Independent pharmacies closing, leaving many in ‘drugstore deserts’
Published 10:45 am Wednesday, November 17, 2021
“Corner pharmacies, once widespread in large cities and rural hamlets alike, are disappearing from many areas of the country, leaving an estimated 41 million Americans in what are known as drugstore deserts, without easy access to pharmacies,” Markian Hawryluk reports for The Washington Post.
“An analysis by GoodRx, an online drug-price-comparison tool, found that 12 percent of Americans have to drive more than 15 minutes to reach the closest pharmacy or don’t have enough pharmacies nearby to meet demand. That includes majorities of people in more than 40 percent of counties.”
Independent pharmacies are struggling to compete with chains whose relationships with insurers and pharmaceutical benefit managers give them a competitive edge. “Insurers also have ratcheted down what they will pay for prescription drugs, squeezing margins to levels that pharmacists call unsustainable,” Hawryluk reports. “As the insurers’ drug plans steered patients to their affiliated drugstores, independent shops watched their customers drift away. They find themselves at the mercy of pharmaceutical middlemen, who claw back pharmacy revenue through retroactive fees and aggressive audits, leaving local pharmacists unsure if they’ll end the year in the black.”

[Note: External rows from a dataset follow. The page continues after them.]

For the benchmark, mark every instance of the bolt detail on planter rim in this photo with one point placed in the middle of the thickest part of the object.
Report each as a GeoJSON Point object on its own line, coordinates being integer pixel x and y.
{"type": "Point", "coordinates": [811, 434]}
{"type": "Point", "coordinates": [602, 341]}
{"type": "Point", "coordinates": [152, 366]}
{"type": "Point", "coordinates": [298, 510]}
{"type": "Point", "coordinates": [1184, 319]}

In 2020, Kentucky lawmakers passed Senate Bill 50, sponsored by Sen. Max Wise, R-Campbellsville, to deal with some of these issues, which Kentucky pharmacists have long said are so bad they are putting some of the state’s drugstores out of business.
The law requires the state to hire a single pharmacy benefit manager to manage the $1.7 billion-a-year prescription drug business of Kentucky Medicaid, which covers about a third of the state’s population. It also established a single preferred drug list, or formulary, for all of the state’s Medicaid managed-care organizations and put the state Department for Medicaid Services in charge of the reimbursement methodologies, including dispensing fees.

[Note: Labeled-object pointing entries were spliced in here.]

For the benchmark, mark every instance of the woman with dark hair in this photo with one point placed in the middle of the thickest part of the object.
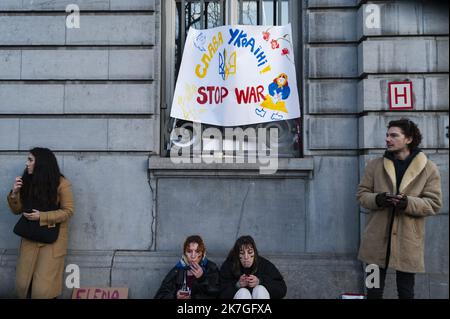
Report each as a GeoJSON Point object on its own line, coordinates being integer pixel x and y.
{"type": "Point", "coordinates": [193, 277]}
{"type": "Point", "coordinates": [247, 275]}
{"type": "Point", "coordinates": [42, 194]}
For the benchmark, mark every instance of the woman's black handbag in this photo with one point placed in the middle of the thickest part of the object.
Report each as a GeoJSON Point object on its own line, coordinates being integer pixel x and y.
{"type": "Point", "coordinates": [32, 230]}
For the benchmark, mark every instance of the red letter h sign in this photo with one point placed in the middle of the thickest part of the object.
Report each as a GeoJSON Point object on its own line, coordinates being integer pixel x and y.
{"type": "Point", "coordinates": [400, 95]}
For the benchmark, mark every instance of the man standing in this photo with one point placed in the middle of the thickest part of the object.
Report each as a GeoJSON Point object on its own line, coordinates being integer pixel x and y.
{"type": "Point", "coordinates": [400, 189]}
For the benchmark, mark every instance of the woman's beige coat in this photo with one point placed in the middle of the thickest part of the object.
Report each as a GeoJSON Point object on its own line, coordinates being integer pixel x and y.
{"type": "Point", "coordinates": [43, 264]}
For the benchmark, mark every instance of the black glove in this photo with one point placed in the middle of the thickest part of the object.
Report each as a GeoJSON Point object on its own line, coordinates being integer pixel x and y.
{"type": "Point", "coordinates": [383, 200]}
{"type": "Point", "coordinates": [402, 203]}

Further, the law requires the PBM to pay the managed-care firm the actual discounted pharmacy price negotiated with the pharmacy network and prohibits spread pricing, in which a PBM keeps the difference between what it bills Medicaid for medications and what it pays the pharmacy to dispense the drug. It also prohibits a whole list of fees and prohibits PBMS from taking retaliatory actions against pharmacies, among other things.
A 2019 state analysis called “Opening the Black Box” found that the PBMs made $123 million through spread pricing.
Those pressures have whittled away at the number of independent pharmacies. “From 2003 to 2018, 1,231 of the nation’s 7,624 independent rural pharmacies closed, according to the University of Iowa’s Rural Policy Research Institute, leaving 630 communities with no independent or chain retail drugstore,” Hawryluk reports.